“UBP HÜKÜMETİ FAİZ SÖMÜRÜSÜNÜ ENGELLEMEK YERİNE, ULUSLARARASI TEFECİLERİ ÜLKEYE SOKMA GAYRETİ İÇERİSİNDE”

T.A.K): Toplumcu Demokrasi Partisi (TDP) Hukuk Komitesi Başkanı Av. Barış Mamalı, Ulusal Birlik Partisi (UBP) Hükümeti’nin, “onbinlerce kişiyi mağdur eden, mal varlıklarını yok eden ve hapse düşmesine neden olan fahiş faiz uygulamalarını engellemekle ilgili somut adımlar atmaktan korktuğunu” iddia etti.  Mamalı hükümeti, ülkeye uluslararası tefecileri sokma gayreti içinde olmakla da suçladı.

Avukat Barış Mamalı, yaptığı yazılı açıklamada, TDP’nin soruna köklü çözüm getirecek, adil bir faiz sistemi kuracak “Faiz Yasası”nı Kasım 2011’de Meclis’e sunduğunu anımsatarak, halkın faiz sömürüsü altında ezilmesine gözyuman UBP’nin bu yasa önerisini tartışılmak üzere komiteye aktarmadığını bildirdi.

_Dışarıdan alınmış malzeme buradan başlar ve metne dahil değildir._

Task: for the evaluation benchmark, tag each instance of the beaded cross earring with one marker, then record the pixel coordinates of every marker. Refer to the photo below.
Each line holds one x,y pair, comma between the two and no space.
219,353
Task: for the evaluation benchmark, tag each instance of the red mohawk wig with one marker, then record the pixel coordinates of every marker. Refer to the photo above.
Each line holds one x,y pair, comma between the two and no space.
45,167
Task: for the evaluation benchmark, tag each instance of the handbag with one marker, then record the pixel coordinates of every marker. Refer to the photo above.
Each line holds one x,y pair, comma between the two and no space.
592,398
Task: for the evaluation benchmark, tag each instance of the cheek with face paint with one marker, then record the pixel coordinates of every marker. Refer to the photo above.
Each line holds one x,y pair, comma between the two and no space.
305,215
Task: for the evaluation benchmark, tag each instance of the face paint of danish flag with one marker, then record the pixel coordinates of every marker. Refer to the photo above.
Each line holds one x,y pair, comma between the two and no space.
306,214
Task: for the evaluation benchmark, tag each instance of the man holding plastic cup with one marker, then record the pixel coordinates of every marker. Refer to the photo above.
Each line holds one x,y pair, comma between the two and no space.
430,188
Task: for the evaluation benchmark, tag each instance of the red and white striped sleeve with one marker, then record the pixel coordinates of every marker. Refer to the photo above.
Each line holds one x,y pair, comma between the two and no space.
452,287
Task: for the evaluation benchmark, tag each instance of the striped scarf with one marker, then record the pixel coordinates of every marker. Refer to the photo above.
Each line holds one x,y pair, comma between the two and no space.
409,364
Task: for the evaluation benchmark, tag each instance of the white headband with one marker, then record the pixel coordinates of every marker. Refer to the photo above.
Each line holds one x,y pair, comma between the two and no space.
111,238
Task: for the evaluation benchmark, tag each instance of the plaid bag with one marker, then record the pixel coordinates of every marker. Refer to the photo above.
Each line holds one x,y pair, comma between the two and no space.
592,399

TDP’nin önerisinde “bileşik faizin yasaklanması, faiz tahsilatına sınır getirilmesi ve faiz oranının azami haddinin belirlenmesi” olduğunu belirten Mamalı, bunların hayat bulması halinde, ülkedeki her türlü faiz sömürüsünün kendiliğinden yok olacağını, borçlanma işlemlerinin adil bir zemine oturacağını, borcunun azami miktarını bilen borçlunun ödeme kabiliyetinin artacağını ve soruna köklü bir çözüm bulunacağını iddia etti.

“TEFECİLİĞİ BİTİRMEYE NİYETLERİ YOK”

Maliye Bakanı Ersin Tatar’ın geçtiğimiz günlerde tefecilikle ilgili yeni bir yasa üzerinde çalıştıklarını ve meclise gönderdiklerini açıkladığını anımsatan Mamalı, Tatar’ın bahsettiği “Ödünç Para Veren Finans Şirketleri Yasa Tasarısı”’nın soruna çare olamayacağını savundu.

Çek iskontosu, yani çek kırma adı altında kredi veren finans şirketleri olduğu gibi bu işi yapan bankaların da olduğunu belirten Mamalı, “Hükümet madem ki bu işi yapan şirketleri kontrol etmek istemektedir, neden bankaları bu yasanın denetimi dışında bırakmıştır” diye sordu.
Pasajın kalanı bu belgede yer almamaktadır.